En La última noche del Rais, Khadra narra parte de la infancia de Gadafi, por ejemplo, cuando padecía hambre o cuando en la adolescencia se enamoró de una mujer que después buscó y le fue negado su amor por no ser de su rango social.

“Hay dos maneras de reaccionar ante los traumas de la infancia, dirigiéndose hacia lo mejor o hacia lo peor. Había gente que dijo que Gadafi intentó ser bueno, en cambio otros que cuando llegó al poder, se convirtió en la peor persona”, comenta el autor.

Que Gadafi fuera adicto a la heroína ¿determinó su comportamiento como dictador?

—Absolutamente porque vivía en un sueño artificial. Al mismo tiempo eso le permitió no vivir dentro de su propia paranoia, tomar drogas le permitió huir de sí mismo. Era alguien que vivía en el miedo permanente, siempre temía que lo asesinaran, veía enemigos en todas partes.

“Pienso que son pocos los seres humanos capaces de asumir su propia fama, es algo que los supera, deshumaniza, es una de las razones por las que hay tantos actores, por ejemplo, drogándose. Estoy convencido que todos los gobernantes del mundo toman algo de droga”, responde.

El Muamar Gadafi que el escritor más leído en el Magreb retrata tiene un gusto peculiar, admira el arte de Vincent Van Gogh, ¿por qué atribuirle esa sensibilidad?, se le pregunta.
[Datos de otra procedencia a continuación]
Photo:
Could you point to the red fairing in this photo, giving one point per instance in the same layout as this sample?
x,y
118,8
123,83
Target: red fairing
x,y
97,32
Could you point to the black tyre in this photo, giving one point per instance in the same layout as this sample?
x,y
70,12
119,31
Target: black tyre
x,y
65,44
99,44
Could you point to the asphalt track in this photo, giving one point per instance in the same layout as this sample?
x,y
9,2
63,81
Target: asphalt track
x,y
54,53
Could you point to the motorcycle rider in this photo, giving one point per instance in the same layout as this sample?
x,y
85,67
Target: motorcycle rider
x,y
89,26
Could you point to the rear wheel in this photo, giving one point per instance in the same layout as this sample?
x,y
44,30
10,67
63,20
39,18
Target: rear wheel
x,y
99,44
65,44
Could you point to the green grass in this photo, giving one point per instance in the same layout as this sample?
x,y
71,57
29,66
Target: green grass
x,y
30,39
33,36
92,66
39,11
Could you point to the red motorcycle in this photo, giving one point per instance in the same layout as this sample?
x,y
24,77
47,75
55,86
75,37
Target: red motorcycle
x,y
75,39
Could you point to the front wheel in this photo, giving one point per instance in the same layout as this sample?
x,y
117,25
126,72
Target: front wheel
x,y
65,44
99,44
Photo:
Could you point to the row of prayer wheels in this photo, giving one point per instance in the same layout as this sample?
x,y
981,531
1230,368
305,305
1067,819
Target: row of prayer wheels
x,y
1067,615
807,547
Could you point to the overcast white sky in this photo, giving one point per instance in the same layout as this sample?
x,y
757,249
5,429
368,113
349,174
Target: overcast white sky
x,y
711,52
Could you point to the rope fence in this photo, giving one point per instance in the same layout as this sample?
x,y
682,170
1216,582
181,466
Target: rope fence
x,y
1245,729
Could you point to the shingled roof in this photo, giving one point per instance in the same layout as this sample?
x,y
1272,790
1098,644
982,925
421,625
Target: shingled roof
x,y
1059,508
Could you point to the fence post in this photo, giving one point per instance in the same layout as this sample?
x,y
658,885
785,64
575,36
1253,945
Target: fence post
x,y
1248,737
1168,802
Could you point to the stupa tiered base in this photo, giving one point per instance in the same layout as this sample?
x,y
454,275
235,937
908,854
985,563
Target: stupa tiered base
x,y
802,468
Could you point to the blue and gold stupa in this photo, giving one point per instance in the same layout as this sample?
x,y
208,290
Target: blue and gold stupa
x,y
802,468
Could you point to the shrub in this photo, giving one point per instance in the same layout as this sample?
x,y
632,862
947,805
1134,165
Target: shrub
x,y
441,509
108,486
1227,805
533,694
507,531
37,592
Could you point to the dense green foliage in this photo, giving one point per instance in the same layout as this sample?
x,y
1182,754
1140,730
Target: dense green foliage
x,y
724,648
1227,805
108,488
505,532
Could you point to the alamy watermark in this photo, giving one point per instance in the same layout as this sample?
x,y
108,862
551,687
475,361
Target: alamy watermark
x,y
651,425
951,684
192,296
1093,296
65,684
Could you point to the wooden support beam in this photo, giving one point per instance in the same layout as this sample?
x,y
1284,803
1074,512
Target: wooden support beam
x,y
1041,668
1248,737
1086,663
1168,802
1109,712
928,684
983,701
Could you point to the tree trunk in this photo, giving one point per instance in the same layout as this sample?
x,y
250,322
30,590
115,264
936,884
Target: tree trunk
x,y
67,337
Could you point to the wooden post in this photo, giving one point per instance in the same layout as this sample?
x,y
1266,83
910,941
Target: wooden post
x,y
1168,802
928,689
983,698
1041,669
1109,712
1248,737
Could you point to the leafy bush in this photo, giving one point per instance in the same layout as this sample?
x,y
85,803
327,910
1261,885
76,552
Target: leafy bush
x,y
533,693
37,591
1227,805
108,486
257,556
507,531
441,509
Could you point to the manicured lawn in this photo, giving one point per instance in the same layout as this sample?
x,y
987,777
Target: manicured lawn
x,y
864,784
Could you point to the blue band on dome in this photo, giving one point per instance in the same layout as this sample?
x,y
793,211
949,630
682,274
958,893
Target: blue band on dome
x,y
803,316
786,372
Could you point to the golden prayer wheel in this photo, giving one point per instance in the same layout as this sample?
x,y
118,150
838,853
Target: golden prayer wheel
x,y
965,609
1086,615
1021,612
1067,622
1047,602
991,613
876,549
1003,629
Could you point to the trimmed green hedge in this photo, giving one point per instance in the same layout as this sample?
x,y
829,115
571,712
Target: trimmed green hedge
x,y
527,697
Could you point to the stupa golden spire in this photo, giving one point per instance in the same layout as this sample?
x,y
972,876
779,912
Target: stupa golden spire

“Es una invención mía. Uno no piensa que Gadafi tuviera una admiración por Van Gogh u otro artista, todo lo que le interesaba era su jaima en medio del desierto, y le gustaba las mujeres. Pero escogí la figura de Van Gogh para que su caída, la que leemos al final de la novela, tuviera un sentido”, indica.
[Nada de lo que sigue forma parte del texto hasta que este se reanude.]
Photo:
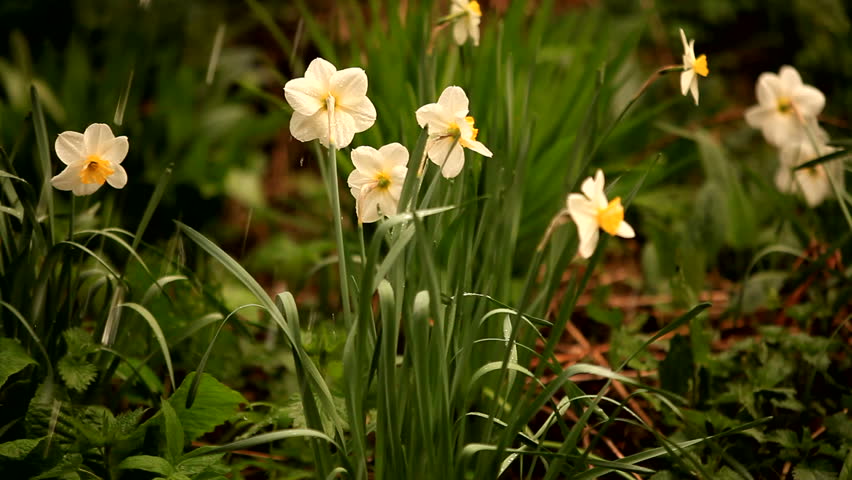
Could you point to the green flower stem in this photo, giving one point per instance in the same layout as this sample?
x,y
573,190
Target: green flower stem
x,y
334,197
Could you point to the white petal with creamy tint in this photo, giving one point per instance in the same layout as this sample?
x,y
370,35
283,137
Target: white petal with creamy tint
x,y
349,83
115,150
590,209
305,128
68,178
95,135
363,113
304,95
92,158
625,230
119,178
320,70
686,78
454,101
69,147
329,105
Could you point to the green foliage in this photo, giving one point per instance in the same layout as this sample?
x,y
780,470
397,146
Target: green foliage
x,y
214,404
13,359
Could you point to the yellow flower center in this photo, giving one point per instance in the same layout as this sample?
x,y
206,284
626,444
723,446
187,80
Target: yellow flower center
x,y
785,105
700,66
474,8
382,181
469,120
96,170
611,216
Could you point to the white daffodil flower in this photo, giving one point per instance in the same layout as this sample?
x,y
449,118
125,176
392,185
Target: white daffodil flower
x,y
591,211
328,104
786,109
376,182
691,68
91,158
813,183
466,16
450,131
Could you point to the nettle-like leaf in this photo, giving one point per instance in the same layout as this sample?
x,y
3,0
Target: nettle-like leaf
x,y
148,463
807,473
18,449
79,342
13,359
76,373
214,404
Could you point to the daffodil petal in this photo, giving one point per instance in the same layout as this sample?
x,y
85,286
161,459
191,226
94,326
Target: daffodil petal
x,y
304,95
67,178
320,71
115,150
95,136
393,156
367,160
454,101
757,115
789,77
69,147
449,157
768,89
693,88
362,112
686,78
348,84
119,177
478,147
305,128
625,230
433,116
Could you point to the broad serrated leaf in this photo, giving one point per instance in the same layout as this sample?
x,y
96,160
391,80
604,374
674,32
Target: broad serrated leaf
x,y
148,463
76,373
205,464
79,342
806,473
214,404
18,449
13,359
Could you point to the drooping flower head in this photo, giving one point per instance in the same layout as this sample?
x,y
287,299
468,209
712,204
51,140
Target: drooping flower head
x,y
812,183
691,68
329,105
787,108
466,16
450,131
591,211
376,182
91,158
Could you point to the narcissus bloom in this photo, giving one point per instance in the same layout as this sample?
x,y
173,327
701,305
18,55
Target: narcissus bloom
x,y
329,105
812,183
691,67
91,158
466,16
376,182
450,131
786,107
591,211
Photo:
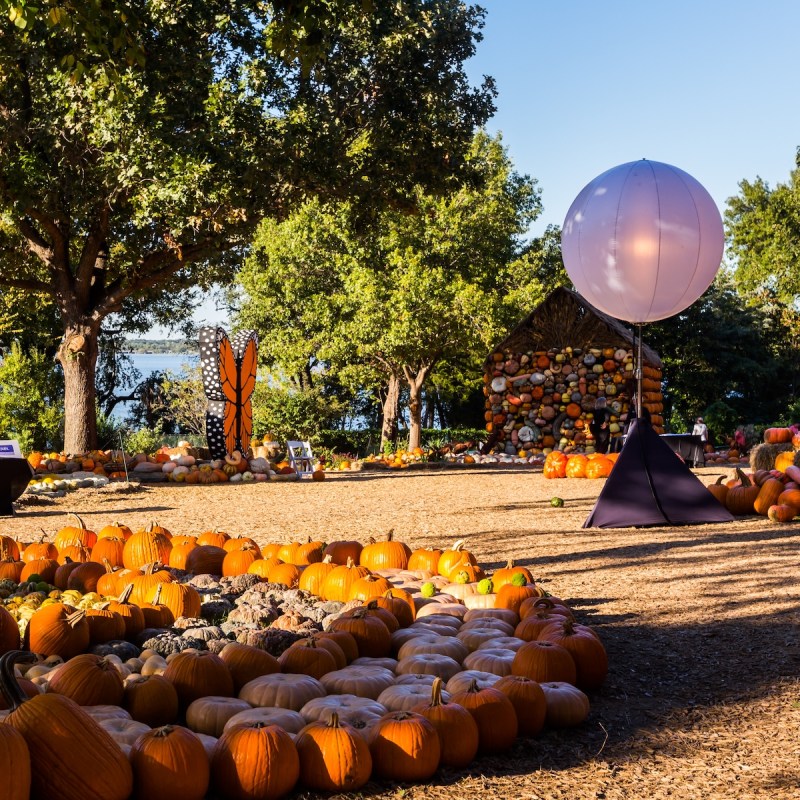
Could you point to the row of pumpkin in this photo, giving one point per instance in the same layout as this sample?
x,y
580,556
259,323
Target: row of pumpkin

DISTORSIONES. Una de las constantes preguntas que el personaje de Gadafi es: ¿por qué la gente me odia y quiere matar?, es decir, el dictador libio siempre estuvo en busca de una legitimidad, que en opinión del escritor argelino, fue distorsionada.

“Él había derrocado a un rey, tomó ese gran riesgo y fue criticado. Fue un poco como los revolucionarios que después de hacer la revolución, lo que quieren es convertirse en dueños, porque piensan que su país y pueblo les pertenece. Eso es algo que le ocurre a los personajes que se sienten legitimados”, opina.

En la novela, Gadafi desconfía de la juventud por ser frágil al cambio de opinión…

—Todos los jefes de Estado y gobernantes piensan que el pueblo debe ser infantilizado, se olvidan que han sido elegidos por un pueblo que se espera algo de ellos, pero cuando se encuentran con la imposibilidad de ofrecerles algo, entonces caen en eso. Es la razón por la que siempre mienten, porque toman a su pueblo como niños.

Sobre cómo ha sido recibida la novela en Libia, Khadra comenta que la versión en árabe apenas empezó a circular, no obstante, existe una traducción al francés que es muy leída en el Magreb. “Algunos no están de acuerdo porque siguen amando a Gadafi y para otros, es una víctima de occidente y todo lo que viene de occidente es malo”.